La convention et la protection faune et flore : Comment ca marche ?

La convention compte trois procédures différentes: la procédure  CIP,  le règlement REACH et le règlement CLP. Ces trois procédures ont la même finalité, qui est la protection faune et flore.

  • La procédure CIP interdit toute exportation de produit chimique (30 produits qualifiés de dangereux)  sans l’aval du pays importateur. Elle consiste à interroger, à soumettre les conditions et enfin à informer sur la décision de l’importateur.  Les matières radioactives, les déchets, les armes chimiques, les produits  alimentaires et pharmaceutiques, ainsi que les produits de faible quantité ne sont pas concernés par cette procédure.
  • La procédure REACH est un test sur la toxicité du produit. Elle précède la fabrication, la mise sur le marché et l’usage. Cette procédure comprend une étape administrative. Elle doit révéler le contenu du produit, afin d’obtenir une autorisation.
  • Le règlement CLP est la dernière étape. Il s’agit de mettre le produit sous emballage et de le classer. Cette étape est nécessaire pour la protection de l’environnement et l’assurance de l’écoulement du produit.

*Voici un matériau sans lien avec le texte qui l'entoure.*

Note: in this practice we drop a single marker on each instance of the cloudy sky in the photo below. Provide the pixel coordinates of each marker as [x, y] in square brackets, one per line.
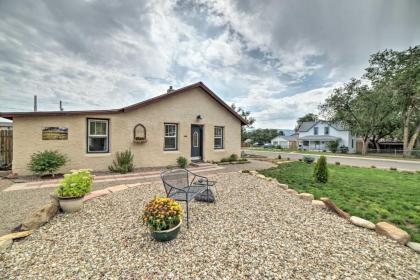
[278, 59]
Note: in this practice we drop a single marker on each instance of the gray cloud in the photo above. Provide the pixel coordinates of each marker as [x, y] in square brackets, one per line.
[279, 59]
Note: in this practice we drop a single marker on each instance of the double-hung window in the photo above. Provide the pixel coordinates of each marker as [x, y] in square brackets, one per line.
[218, 137]
[171, 137]
[98, 136]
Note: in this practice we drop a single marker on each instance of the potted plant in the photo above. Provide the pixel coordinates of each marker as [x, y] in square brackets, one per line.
[73, 188]
[163, 216]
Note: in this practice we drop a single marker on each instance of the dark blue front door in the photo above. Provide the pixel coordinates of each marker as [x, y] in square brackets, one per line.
[196, 142]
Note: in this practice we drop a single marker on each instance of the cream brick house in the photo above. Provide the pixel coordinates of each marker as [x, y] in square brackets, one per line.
[192, 122]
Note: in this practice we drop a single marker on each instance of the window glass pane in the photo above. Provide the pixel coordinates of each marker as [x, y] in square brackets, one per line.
[218, 142]
[170, 143]
[170, 130]
[195, 139]
[98, 144]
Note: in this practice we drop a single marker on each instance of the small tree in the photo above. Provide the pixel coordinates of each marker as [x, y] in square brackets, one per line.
[46, 162]
[321, 170]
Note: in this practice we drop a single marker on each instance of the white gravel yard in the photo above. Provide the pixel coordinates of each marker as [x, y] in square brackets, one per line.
[255, 230]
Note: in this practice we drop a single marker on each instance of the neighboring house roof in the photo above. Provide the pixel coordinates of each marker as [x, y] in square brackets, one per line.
[293, 137]
[11, 115]
[306, 126]
[319, 138]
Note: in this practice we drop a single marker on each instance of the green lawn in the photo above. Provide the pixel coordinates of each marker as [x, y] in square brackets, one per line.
[373, 194]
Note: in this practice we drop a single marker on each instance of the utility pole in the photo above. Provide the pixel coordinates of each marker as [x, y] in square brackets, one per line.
[35, 103]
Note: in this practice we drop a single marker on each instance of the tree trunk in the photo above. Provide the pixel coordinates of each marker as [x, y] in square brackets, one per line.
[412, 141]
[365, 146]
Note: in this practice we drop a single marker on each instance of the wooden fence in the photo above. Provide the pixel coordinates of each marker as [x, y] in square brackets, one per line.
[6, 147]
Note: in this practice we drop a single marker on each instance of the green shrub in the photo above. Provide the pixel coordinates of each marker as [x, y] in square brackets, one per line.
[321, 170]
[182, 162]
[233, 157]
[124, 163]
[76, 184]
[46, 162]
[308, 159]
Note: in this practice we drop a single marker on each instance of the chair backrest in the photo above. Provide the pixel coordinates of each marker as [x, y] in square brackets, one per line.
[176, 178]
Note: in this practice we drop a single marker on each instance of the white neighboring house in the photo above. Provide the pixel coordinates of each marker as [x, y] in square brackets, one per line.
[316, 134]
[284, 141]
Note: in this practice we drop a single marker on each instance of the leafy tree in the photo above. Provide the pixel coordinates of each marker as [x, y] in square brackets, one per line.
[247, 116]
[306, 118]
[359, 108]
[398, 72]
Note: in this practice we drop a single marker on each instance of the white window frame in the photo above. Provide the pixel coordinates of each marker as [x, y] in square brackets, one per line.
[222, 136]
[170, 136]
[106, 135]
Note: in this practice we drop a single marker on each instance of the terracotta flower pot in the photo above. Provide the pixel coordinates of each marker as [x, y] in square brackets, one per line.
[71, 204]
[166, 235]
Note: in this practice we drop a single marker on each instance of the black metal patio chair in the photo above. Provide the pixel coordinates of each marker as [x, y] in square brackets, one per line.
[184, 185]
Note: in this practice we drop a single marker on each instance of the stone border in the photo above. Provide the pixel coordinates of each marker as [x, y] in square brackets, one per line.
[48, 211]
[383, 228]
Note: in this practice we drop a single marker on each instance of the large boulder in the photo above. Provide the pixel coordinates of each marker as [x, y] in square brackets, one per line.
[362, 222]
[392, 232]
[5, 245]
[318, 203]
[41, 216]
[306, 196]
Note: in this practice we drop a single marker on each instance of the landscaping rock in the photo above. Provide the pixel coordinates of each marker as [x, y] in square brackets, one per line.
[415, 246]
[41, 216]
[330, 205]
[291, 191]
[318, 203]
[306, 196]
[203, 197]
[393, 232]
[5, 245]
[16, 235]
[283, 186]
[362, 222]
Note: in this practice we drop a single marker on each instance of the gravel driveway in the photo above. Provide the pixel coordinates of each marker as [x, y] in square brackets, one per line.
[255, 230]
[16, 205]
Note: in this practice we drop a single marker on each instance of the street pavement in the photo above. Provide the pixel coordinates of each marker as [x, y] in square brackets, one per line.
[407, 165]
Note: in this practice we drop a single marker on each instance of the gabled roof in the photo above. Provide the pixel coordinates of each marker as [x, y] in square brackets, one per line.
[306, 126]
[201, 85]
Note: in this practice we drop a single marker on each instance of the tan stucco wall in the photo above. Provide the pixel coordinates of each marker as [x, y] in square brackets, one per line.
[181, 109]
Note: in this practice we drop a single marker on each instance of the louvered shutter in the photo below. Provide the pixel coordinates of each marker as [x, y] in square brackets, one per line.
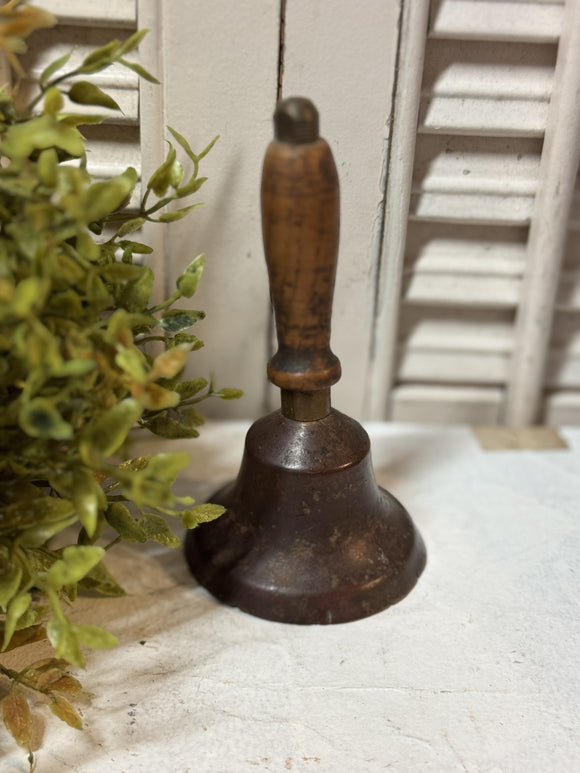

Une  fiscalité  pour limiter les pollutions

Afin de limiter les substances polluantes déversées dans la nature et pour une meilleure protection de la biodiversité, cette convention impose une taxe liée  aux activités industrielles. Cette taxe concerne surtout la gestion des déchets industriels et du degré de pollution de l’air provoquée par le processus de transformation.

Cette taxe touche également les huiles et  produits lubrifiants, ainsi que l’usage des produits de nettoyage.  Les déchets qui ne sont pas biodégradables et qui ne peuvent engendrer une pollution nuisible pour l’environnement ne sont pas concernés par cette taxation.